The people in the ad are Ogilvy employees and others who work with the director Neha Kaul, of Corcoise Films. "Everyone is someone we knew," said Pandey.

He went on to say that everyone in the ad is doing something we all do at our home. "We were remembering all the things we do at home. Cleaning dust and cobwebs from the corners (which we rarely do)... We basically wanted to capture what actually happens inside a home."

On the consumer fatigue of seeing happy families in the ad, during the lockdown, Pandey says, "If it's repetitive, then yes, viewers will grow fatigued. But, at this time, being too realistic is also not the right thing to do. People are in trouble, they’re stressed, and they don't want to see the problems. After all, everybody has to stay inside... Nor should we paint pictures that are not true."

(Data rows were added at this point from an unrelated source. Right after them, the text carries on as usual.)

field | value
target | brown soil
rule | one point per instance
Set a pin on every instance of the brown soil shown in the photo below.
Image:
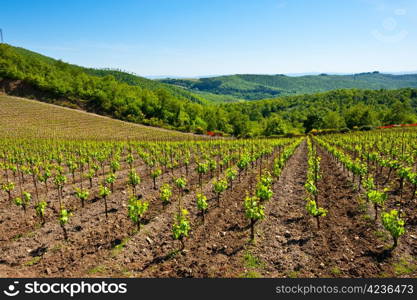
(287, 242)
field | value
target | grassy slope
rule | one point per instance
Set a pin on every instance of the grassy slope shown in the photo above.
(24, 118)
(254, 87)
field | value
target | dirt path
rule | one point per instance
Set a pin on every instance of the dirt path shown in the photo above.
(285, 234)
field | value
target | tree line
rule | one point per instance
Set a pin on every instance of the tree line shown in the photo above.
(159, 105)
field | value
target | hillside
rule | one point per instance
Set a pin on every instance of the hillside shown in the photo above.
(255, 87)
(24, 118)
(137, 100)
(119, 75)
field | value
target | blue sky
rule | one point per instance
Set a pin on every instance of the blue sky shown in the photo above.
(195, 37)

On the ad’s execution, he said that having editors and music directors, who've got a setup or a studio at home, helped to get things done. "We've got to find such people so that we don't have to go anywhere."

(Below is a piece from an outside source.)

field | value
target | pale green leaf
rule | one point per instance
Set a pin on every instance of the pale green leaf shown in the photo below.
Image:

Also Read: Director Prasoon Pandey on how the short film ‘Family’ was shot

As we‘re about to wrap up the conversation, he mentioned his brother Prasoon Pandey, ace director and co-founder of Corcoise Films, and his short film 'Family'. Featuring some of the biggest stars of Indian cinema, the film was shot entirely at home during the lockdown. "That was a classic example of doing something brilliant from home," he signs off.